I rappresentanti di Trump hanno anche chiesto la nomina di un ufficiale giudiziario terzo che valuti i contenuti del mandato emesso dal dipartimento della Giustizia e dei presunti documenti secretati sequestrati dagli agenti. “Il presidente Trump vuole che il procuratore generale sappia che ha ricevuto sdegno da tutto il Paese dopo il raid: se c’è una parola per definire il sentimento diffuso, è ‘rabbia’, e vorremmo ci fosse comunicata qualunque cosa possiamo fare per abbassare il calore, per contenere la pressione”, afferma la documentazione presentata dalla squadra legale di Trump, che chiede anche la restituzione di ogni oggetto o articolo personale sequestrato dall’Fbi al di fuori del perimetro del mandato. “Il presidente Trump, come tutti i cittadini, è tutelato dal Quarto emendamento della Costituzione degli Stati Uniti.
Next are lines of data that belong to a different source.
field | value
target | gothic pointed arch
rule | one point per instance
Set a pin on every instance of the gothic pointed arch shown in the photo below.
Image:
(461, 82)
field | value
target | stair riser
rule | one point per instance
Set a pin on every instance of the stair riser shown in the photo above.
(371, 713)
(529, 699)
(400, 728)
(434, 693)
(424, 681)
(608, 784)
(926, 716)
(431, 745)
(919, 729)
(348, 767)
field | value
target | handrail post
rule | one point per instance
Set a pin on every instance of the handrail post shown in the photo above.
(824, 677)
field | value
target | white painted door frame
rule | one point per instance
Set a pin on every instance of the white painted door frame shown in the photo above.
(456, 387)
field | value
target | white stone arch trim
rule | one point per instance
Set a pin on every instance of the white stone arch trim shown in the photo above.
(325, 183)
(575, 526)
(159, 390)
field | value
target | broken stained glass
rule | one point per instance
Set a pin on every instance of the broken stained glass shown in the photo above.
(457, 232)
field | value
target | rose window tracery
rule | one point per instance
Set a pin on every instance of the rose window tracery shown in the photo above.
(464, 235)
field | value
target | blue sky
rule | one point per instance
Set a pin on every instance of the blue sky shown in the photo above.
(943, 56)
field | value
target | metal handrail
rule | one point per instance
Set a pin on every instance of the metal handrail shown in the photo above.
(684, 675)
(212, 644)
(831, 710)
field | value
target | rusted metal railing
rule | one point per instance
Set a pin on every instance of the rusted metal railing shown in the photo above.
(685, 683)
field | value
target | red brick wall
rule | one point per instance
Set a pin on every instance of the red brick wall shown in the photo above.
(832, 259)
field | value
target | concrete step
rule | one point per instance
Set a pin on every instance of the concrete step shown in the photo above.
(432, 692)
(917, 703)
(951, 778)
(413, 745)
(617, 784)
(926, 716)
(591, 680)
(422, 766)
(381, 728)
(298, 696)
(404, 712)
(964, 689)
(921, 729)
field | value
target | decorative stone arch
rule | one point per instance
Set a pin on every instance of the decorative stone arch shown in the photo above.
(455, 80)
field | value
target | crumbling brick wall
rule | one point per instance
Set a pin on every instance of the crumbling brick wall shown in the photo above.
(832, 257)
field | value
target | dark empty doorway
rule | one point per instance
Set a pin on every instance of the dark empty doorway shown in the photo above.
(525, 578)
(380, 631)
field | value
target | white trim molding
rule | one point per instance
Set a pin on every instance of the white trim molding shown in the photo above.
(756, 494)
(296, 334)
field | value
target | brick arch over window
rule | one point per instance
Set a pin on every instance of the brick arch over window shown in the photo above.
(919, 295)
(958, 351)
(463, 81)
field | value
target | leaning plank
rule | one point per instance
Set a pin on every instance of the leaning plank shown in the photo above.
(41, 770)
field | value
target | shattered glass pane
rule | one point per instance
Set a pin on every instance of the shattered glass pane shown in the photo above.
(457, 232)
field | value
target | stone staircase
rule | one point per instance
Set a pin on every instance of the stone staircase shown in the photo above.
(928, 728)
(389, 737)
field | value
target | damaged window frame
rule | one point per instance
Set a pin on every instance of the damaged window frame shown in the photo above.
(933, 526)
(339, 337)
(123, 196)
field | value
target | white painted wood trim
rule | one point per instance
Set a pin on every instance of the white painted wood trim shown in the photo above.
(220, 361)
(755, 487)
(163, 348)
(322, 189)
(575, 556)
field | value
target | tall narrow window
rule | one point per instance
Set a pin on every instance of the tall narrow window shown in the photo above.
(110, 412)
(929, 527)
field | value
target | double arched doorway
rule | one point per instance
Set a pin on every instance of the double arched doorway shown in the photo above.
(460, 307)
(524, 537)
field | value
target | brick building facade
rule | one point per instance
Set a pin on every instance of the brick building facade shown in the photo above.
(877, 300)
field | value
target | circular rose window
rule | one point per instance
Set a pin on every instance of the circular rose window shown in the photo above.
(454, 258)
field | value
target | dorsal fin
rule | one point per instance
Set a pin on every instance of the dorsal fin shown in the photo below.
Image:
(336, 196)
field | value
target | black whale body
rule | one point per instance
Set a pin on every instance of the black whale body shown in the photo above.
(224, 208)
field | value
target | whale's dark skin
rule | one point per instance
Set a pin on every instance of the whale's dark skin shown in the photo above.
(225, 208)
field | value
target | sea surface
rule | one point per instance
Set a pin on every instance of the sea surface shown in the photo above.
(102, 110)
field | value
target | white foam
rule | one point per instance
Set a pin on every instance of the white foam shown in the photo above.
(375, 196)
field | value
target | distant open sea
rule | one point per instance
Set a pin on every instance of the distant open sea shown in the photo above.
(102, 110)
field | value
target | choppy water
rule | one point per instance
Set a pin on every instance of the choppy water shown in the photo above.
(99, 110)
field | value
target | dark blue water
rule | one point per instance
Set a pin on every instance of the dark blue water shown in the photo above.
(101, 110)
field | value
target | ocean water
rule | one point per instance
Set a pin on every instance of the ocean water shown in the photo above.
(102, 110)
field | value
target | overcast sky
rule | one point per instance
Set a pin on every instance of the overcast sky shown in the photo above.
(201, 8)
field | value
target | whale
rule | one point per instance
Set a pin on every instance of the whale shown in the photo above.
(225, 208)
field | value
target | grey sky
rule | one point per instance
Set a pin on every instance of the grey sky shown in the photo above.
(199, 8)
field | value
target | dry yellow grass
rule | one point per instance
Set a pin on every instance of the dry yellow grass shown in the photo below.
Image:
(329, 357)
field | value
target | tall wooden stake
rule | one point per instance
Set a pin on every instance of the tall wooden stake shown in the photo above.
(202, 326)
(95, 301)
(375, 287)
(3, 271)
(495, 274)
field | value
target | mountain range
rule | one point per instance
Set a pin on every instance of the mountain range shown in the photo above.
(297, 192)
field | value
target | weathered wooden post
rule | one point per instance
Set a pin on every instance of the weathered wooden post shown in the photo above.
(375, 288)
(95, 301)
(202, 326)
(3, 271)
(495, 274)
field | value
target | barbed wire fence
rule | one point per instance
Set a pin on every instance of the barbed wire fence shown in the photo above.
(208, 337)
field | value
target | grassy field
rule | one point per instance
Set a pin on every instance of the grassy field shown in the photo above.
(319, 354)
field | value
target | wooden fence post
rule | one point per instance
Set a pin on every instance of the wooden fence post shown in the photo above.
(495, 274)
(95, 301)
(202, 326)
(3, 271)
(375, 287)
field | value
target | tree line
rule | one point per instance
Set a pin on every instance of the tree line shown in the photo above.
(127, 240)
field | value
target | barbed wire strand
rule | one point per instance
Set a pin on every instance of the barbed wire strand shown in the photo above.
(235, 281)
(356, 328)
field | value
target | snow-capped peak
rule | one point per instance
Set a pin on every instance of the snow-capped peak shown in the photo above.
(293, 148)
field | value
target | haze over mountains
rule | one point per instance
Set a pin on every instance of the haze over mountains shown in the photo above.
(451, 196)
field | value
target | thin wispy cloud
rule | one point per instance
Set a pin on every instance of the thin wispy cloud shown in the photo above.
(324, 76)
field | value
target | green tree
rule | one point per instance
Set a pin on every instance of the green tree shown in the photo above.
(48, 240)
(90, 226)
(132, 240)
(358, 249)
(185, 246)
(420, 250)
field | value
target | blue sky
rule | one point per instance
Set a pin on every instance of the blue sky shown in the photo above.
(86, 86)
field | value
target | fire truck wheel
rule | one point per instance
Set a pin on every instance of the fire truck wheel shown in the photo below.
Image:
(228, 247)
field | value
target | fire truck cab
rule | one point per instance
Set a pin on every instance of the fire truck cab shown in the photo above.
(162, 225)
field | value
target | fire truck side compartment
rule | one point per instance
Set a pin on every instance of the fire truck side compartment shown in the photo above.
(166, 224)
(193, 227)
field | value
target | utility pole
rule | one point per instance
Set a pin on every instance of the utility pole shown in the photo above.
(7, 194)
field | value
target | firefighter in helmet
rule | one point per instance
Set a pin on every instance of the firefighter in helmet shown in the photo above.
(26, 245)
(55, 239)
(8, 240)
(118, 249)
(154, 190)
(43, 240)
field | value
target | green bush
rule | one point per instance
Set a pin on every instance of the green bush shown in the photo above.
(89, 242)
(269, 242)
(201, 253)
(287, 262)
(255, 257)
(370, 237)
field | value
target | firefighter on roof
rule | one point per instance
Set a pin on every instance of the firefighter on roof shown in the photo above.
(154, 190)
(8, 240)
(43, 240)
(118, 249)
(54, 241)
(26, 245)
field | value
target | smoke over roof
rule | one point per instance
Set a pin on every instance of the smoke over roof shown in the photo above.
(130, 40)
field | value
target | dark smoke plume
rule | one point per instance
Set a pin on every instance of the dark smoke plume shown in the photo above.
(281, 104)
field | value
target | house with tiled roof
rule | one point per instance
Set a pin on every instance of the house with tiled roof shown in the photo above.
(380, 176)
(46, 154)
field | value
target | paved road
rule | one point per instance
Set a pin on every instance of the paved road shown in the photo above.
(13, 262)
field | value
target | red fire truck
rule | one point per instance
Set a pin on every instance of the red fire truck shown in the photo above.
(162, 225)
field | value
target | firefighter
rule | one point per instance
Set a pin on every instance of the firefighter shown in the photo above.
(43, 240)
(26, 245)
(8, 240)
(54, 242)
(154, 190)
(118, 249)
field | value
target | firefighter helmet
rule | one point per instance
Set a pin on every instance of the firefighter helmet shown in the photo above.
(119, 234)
Le proprietà sequestrate in violazione dei suoi diritti costituzionali devono essere restituite immediatamente”, afferma l’esposto.
Nei giorni scorsi il dipartimento di Giustizia ha comunicato a Trump e ai suoi legali di voler sottoporre la documentazione sequestrata all’ex presidente a un cosiddetto “filter team”, composto di funzionari alle dipendenze del procuratore capo incaricato del caso. I legali di Trump affermano invece che i documenti sequestrati godano della “presunzione di riservatezza” in quanto materiale presidenziale, e per tale ragione debbano essere esaminati da una figura terza. Il dipartimento di Giustizia Usa ha pubblicato solo in parte l’affidavit con cui ha autorizzato il raid del mese scorso, da cui emerge che Trump è sospettato di essersi appropriato di documenti presidenziali secretati al termine del suo mandato quadriennale alla Casa Bianca. La natura di tali documenti è incerta, così come la reale entità dell’eventuale illecito commesso dall’ex presidente, che secondo alcuni esperti potrebbe rischiare l’ineleggibilità in vista delle prossime elezioni presidenziali. Trump e i suoi ex collaboratori sostengono invece che l’illecito contestato a Trump non sussista e non sia perseguibile, in quanto lo stesso Trump avrebbe dissecretato i documenti in questione ricorrendo ai suoi poteri presidenziali prima della conclusione del suo mandato alla Casa Bianca.